Bitterness replaces relief, heavy and aching in his limbs. They’ve let him fall this far, and now it’s too little too late.
The first thing Chase feels as sensation returns is that everything has become unnaturally heavy, his eyelids like lead, his lungs seeming to have lost some of their elasticity, every breath more difficult than usual. There’s a taste in the back of his throat that strikes him first as strange, and then as awful, and he realizes that he’s vaguely nauseous as well. He coughs experimentally and forces himself to open one eyelid, grimacing at the light.
“Hey,” says Cameron very gently. He has to blink a few times before the world comes into focus; when it does he finds her looking at him with the kind of tenderness he’s only wished for previously. “You’re in the ICU.”
Chase nods at her and tries to get enough leverage out of his own body to sit up. Shame wars with anger as he looks down at his hands, wincing at the sight of an IV line in the back of his left. And it isn’t like he hasn’t inserted hundreds of these by now, but the moment he glimpses it in his own vein, it starts to itch unbearably. Feeling Cameron’s eyes on him, he looks back up to see her regarding him with so much intensity it sends an odd tug of longing through him. Silent decision made, she propels herself out of her chair and lands on the edge of the bed, hugging him shockingly hard. Chase tenses, certain he must be nothing short of disgusting to her, but she’s crying again and pulling away seems too cruel.
“You’ve been in a coma for two days,” Cameron murmurs against his shoulder before finally pulling away. The words seem to shoot through him like an electric shock; he knows suddenly and unquestionably that the differential was a dream, memories of reality flooding back like stones in the pit of his stomach.
“How did you find me?” He thinks he can remember most of it now, and god, was she the one who found him lying in a pool of his own urine and vomit? Chase feels his face warm, and he looks away, fingers toying with a loose string at the corner of his hospital-bed-blanket.
Cameron’s eyes are very big, and filled with the compassion he’s used to seeing her address dying patients with. His stomach twists again, and this time it has nothing to do with his health.
“House sent Foreman to your apartment. You hadn’t called in in two days, and…” She trails off and shrugs apologetically. Chase thinks this might be the worst possibility of all, and he finds himself immaturely wishing he’d stayed in the coma.
“Of course,” Chase mutters bitterly. Too little, too late. It shouldn’t have come to this. “House would want to know.”
Cameron looks shocked. “He saved your life!”

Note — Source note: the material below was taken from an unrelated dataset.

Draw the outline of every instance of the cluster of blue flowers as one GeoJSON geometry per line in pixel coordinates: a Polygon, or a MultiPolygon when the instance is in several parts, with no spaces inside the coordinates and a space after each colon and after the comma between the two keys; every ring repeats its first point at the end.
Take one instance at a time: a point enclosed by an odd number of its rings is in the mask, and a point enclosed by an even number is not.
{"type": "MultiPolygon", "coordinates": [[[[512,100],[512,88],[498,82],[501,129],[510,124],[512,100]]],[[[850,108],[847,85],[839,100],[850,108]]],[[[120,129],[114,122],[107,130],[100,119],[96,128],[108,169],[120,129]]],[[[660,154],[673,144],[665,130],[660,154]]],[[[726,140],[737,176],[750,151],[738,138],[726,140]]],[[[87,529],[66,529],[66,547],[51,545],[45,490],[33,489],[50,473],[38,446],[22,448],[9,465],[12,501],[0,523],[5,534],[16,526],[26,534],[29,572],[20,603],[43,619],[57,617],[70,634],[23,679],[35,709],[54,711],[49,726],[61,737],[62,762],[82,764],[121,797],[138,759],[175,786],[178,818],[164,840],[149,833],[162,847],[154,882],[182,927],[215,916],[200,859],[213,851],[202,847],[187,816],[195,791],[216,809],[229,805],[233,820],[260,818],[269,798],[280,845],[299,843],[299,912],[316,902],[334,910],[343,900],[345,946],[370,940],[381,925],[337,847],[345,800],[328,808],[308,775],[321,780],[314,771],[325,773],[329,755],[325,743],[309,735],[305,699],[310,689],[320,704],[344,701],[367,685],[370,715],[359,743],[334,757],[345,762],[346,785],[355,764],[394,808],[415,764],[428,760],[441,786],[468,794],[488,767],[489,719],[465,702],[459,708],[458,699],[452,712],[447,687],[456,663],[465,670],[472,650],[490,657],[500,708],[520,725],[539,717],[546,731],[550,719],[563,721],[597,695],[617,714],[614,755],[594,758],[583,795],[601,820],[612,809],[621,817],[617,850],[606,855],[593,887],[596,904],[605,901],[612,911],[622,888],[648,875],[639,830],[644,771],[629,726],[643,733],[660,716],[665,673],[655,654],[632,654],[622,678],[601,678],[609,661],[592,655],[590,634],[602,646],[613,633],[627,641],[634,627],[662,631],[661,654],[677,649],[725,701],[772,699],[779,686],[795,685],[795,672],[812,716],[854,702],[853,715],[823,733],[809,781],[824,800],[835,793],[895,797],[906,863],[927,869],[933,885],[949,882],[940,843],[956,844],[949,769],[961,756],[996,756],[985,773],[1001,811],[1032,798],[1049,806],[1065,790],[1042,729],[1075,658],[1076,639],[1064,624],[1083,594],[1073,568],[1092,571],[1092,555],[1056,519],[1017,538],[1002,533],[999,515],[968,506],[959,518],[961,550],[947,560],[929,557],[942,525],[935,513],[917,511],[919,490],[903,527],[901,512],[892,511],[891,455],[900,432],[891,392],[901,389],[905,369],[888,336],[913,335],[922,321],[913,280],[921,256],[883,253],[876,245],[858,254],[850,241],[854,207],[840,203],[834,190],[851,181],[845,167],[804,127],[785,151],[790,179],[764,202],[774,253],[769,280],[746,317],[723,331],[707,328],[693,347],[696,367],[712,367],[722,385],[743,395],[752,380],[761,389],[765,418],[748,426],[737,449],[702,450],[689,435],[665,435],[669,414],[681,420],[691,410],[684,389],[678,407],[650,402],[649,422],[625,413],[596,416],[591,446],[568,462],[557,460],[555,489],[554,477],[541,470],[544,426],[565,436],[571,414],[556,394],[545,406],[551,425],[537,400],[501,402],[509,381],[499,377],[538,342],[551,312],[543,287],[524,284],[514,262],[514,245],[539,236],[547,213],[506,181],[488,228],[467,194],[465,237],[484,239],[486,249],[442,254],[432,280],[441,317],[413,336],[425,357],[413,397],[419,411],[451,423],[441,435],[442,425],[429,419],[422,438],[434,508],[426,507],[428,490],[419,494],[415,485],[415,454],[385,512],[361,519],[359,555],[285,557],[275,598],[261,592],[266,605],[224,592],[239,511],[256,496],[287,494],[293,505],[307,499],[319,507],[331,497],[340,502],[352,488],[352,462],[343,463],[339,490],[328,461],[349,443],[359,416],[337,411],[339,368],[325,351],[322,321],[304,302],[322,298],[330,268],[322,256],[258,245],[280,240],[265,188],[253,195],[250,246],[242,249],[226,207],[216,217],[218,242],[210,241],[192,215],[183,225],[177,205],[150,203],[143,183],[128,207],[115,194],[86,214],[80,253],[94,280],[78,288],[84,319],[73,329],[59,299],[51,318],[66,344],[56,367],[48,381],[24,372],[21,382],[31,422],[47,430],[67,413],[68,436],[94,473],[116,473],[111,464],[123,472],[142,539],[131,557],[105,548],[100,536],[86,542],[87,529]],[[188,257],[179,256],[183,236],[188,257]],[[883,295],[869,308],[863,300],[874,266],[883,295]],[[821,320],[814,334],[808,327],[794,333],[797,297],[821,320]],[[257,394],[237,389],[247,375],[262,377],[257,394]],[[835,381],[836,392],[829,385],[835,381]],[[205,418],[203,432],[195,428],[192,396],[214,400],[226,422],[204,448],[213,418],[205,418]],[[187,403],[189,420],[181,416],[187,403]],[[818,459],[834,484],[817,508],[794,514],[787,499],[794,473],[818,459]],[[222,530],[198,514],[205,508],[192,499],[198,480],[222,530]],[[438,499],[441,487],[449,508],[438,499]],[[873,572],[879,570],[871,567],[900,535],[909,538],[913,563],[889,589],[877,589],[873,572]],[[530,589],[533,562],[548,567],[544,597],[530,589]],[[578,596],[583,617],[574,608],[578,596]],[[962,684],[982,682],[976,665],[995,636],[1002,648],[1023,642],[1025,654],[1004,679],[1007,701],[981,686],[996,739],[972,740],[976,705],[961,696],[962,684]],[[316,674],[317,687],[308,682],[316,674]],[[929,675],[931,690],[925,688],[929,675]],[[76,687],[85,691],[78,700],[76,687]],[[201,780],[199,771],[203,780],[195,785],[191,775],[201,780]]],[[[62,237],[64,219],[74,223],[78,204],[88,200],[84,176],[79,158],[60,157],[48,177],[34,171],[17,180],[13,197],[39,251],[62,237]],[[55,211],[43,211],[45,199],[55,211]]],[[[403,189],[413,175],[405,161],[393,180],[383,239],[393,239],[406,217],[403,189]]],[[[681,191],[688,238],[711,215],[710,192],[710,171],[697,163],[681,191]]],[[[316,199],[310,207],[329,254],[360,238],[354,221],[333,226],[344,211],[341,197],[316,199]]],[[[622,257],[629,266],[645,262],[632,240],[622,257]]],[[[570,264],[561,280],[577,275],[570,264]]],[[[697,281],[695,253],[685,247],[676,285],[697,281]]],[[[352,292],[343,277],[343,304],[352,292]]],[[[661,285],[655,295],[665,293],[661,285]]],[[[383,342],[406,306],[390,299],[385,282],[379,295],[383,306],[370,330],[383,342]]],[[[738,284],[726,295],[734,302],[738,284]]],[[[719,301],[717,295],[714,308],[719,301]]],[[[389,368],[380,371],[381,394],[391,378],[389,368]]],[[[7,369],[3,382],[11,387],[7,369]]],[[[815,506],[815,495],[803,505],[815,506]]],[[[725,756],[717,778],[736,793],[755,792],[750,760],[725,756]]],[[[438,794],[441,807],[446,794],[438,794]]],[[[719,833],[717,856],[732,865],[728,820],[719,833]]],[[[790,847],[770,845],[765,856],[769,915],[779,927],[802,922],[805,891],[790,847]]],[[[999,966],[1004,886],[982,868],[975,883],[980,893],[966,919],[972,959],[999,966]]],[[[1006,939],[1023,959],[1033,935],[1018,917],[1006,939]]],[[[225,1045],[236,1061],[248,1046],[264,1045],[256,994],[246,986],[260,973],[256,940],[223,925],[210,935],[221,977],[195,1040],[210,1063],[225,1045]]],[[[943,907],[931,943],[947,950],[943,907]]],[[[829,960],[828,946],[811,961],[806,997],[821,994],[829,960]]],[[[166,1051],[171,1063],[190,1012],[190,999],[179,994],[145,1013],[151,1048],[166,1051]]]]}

“Oh?” He’s trying to sound confident, but the more the memories come back, the faster the room seems to be spinning. He remembers collapsing in the bathroom, can name every one of his symptoms, but after four years working for House, he can’t come up with a single plausible diagnosis for himself.
“What happened?” Chase asks again after a long moment, still unable to look Cameron in the eye.
She exhales slowly, then takes a long, shaking breath like she might cry again. Seconds pass, in which he can hear the ticking of the clock on the wall, suddenly obnoxiously loud. Cameron looks breathless, frozen in the abject terror he’s seen her regard terminal diagnoses with.
“She couldn’t tell you? Why am I not surprised.” As if on cue, the door slides open and House sticks his head in. He looks at Cameron and grimaces theatrically. “You have type 1 diabetes. Which proves my theory all along.” House waits a beat for dramatic tension. “Apparently you actually are still a child.”